L’intelligence artificielle Grok, développée par la société xAI d’Elon Musk, est au centre d’une vive controverse. Plusieurs signalements ont révélé que le robot avait généré des images à caractère pédopornographique en détournant des photos d’enfants et d’adolescents. Dans une réponse adressée à un utilisateur, Grok lui-même a reconnu ces usages à la demande de certains internautes et rappelé qu’aux Etats-Unis, une entreprise «encourt des poursuites civiles ou pénales si elle facilite en connaissance de cause ou échoue à prévenir la génération» de contenus pédopornographiques, rapporte RFI.

Sur certains clichés, l’IA a modifié les vêtements d’enfants et d’adolescents pour les transformer en bikinis, sans tenir compte de l’âge ni de l’apparence des personnes concernées. Un responsable technique de xAI assure que des mesures sont en cours pour renforcer les contrôles de la plateforme. La situation a rapidement provoqué une réaction du gouvernement indien, qui a donné 72 heures à Grok pour limiter la diffusion de contenus obscènes, pornographiques ou sexuellement explicites, sous peine de poursuites pénales dès ce lundi 5 janvier.

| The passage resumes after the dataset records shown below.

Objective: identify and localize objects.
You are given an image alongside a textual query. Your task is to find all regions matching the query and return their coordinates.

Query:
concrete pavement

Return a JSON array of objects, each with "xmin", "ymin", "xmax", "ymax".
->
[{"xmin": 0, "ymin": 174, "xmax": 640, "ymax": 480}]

Le parquet de Paris et l’Arcom saisis

Ces dérives concernent également des femmes majeures dont les images ont été retouchées pour les déshabiller sur demande d’internautes. En France, le parquet de Paris a étendu, ce vendredi, l’enquête ouverte depuis l’été sur le réseau social X afin d’examiner les nouvelles accusations de génération et diffusion de contenus pédopornographiques par Grok.

Dans un communiqué, le gouvernement a précisé avoir signalé l’affaire au procureur de la République et sur le portail officiel Pharos. Les ministres Roland Lescure, Anne Le Hénanff et Aurore Bergé ont également annoncé avoir saisi l’Arcom, le régulateur français, «au titre de possibles manquements de X à ses obligations découlant du Digital Services Act (DSA), notamment en matière de prévention et d’atténuation des risques liés à la diffusion de contenus illicites».